During the first eight years of this century, the president and vice president of the United States were oil tycoons, so their denial of climate science was not surprising. Those who were paying attention became increasingly convinced of the role of fossil fuels in changing the climate, but paying attention was somehow optional.
In this election year, however, ignoring the evidence requires extraordinary will. Unfortunately, these three men share a great capacity to ignore a climate story that is no longer about the future, but about the very immediate present. Rhetorical differences may distinguish President Obama from Governor Romney somewhat, but neither of them is any more likely than Chinese Premier Jiabao to act on what most people in the United States can see so clearly.
It is dry. Most of the United States -- and especially many parts that are normally dry -- are experiencing drier than normal conditions. According to the U.S. Drought Monitor, some of the driest regions are experiencing the greatest deficits. The region overlying the Ogallala Aquifer has been drawing down surpluses that accumulated more than a hundred centuries ago, and its dependency on water from the last Ice Age continues to deepen.

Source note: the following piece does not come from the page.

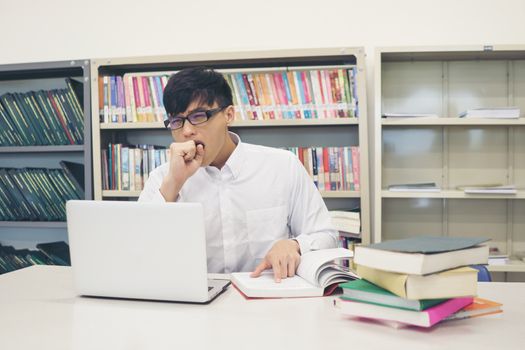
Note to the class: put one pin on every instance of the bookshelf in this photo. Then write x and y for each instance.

Fires are raging. Forest fires have increased in recent decades in large part because of the unintended consequences of suppressing fires throughout most of the twentieth century. Fire response was so successful that a matrix of forest with uniformly heavy fuel loads emerged throughout most of North America, with serious and sometimes catastrophic results. That's right: Smokey the Bear has made forest fires much worse!
This is an example of an environmental problem whose effects are compounded by climate change. Whatever the causes of greater fire prevalence, the consequences are even more severe than they otherwise might be. As reported on the Mongabay blog, cartographer John Nelson has mapped all major fires since 2001, and has shown an increase in intensity, with 2011 the most severe year of the decade, and 2012 poised to match or exceed it.
Records are shattering. With 118 years of record, it is possible to compare a given month to the same month in previous years, and to do so at the station, city, state, or national level. Temperatures were near the median of all July figures in several western states, and significantly above normal in a few more. But in most states, this was a top-ten or even top-five July, and a record-breaker for the contiguous 48 as a whole. See July 2012 on NOAA's State of the Climate page for more details.
This can be explained in only one of two ways. It could be that the 118-year period of record reflects randomly varying conditions. If so, a record month or unusually hot or cold month would occur at some frequency, a frequency that could be calculated in much the same way that the odds of finding a seven-foot-tall 10th grader could be calculated.
The second explanation is that the temperature records not only vary randomly, but also exhibit some kind of long-term trend. Some continue to argue that there is no way to know which explanation is correct. I am not a gambler, but I would love to play a little poker with someone who sees things this way!
This is a trend. As Bill McKibben details in his Rolling Stone article Global Warming's Terrifying New Math, we are already seeing changes -- in terms of sea ice and ocean acidity, for example -- that exceed "future" predictions of the effects of climate change.
Carbon circulates through many kinds of storage in Earth's systems, from the atmosphere to organisms to limestone to coal and oil. Our industrial age has been fueled by the removal and release of millions of years worth of fossilized carbon over just a couple hundred years. Since carbon comprises a very small percentage of the atmosphere -- 0.028 percent prior to Victorian times -- it should not have surprised us that dumping every drop we could find into the atmosphere should have increased that concentration by nearly half (so far).
As a result, McKibben argues, we are on the brink of an entirely new geologic period - the Anthropocene -- a perilous time of our own making. And as Dr. Mary Robinson has told us, those who have benefited the most from the orgy of petroleum-fueled excess are geographically and socio-economically quite distant from those who will bear the brunt of the resultant suffering.
It appears that heads of state will not admit the answer to the "Hot or Not?" question any time soon. Carlos and company, however, do provide the answer at the opening of "Smooth."